Nancy Brooks Brody, March Moon 11, (new), 2013, detail. Used with permission.

the sea

the road

trees

sand

sky

elements laid out like trigrams

 

moon waning crescent — green for the love of gardening we shared

moon waning half — blue birthdays and water

moon waxing sliver — road river tree and sky

moon new — resting

moon full

Nancy Brooks Brody, G is for Garden, (waning), 2013. Used with permission.
Nancy Brooks Brody, G is for Garden, (waning), 2013. Used with permission.
Nancy Brooks Brody, Blue Circle I, 2006. Used with permission.
Nancy Brooks Brody, Blue Circle I, 2006. Used with permission.

 

light is the gift — darkness infinite

appearing and disappearing in charted cycles

geometry and numbers — counting and measure

bodies move in space together and apart

 

leaning in leaning on

moving

 

Nancy Brooks Brody is a visual artist who was born and raised in Manhattan and grew up on the Upper West Side in the 1960s and 70s.
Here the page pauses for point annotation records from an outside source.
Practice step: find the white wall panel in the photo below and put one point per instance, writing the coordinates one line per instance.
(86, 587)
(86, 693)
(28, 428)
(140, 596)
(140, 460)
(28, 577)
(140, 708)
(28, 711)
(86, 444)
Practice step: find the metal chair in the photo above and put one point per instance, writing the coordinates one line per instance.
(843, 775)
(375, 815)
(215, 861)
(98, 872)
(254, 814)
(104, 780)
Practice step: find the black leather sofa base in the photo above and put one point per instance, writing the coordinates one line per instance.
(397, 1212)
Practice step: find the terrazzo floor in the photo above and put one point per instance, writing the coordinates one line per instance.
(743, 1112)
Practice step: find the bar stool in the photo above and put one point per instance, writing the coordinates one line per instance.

She has lived in various New York City neighborhoods including SoHo, East Harlem, the meat-packing district, and the lower east side, where she lived in the 80s and 90s before moving to Brooklyn. Her paintings, drawings, and sculptures have been shown at many galleries and institutions, including New Math, Andrea Rosen, Exit Art, Virgil de Voldere, the Brooklyn Museum, White Columns, FRAC Haute — Normandie and most recently Andrew Kreps. Her artwork has been reviewed in publications including Art in America, The New York Times, Time Out/New York, the Village Voice and The Sun.

The exhibition A Day in the Life: Artists’ Diaries from the Archives of American Art is on view through February 28, 2015 in the Lawrence A. Fleischman Gallery at the Donald W. Reynolds Center for American Art and Portraiture (8th and F Streets NW, Washington, D.C.). Admission is free.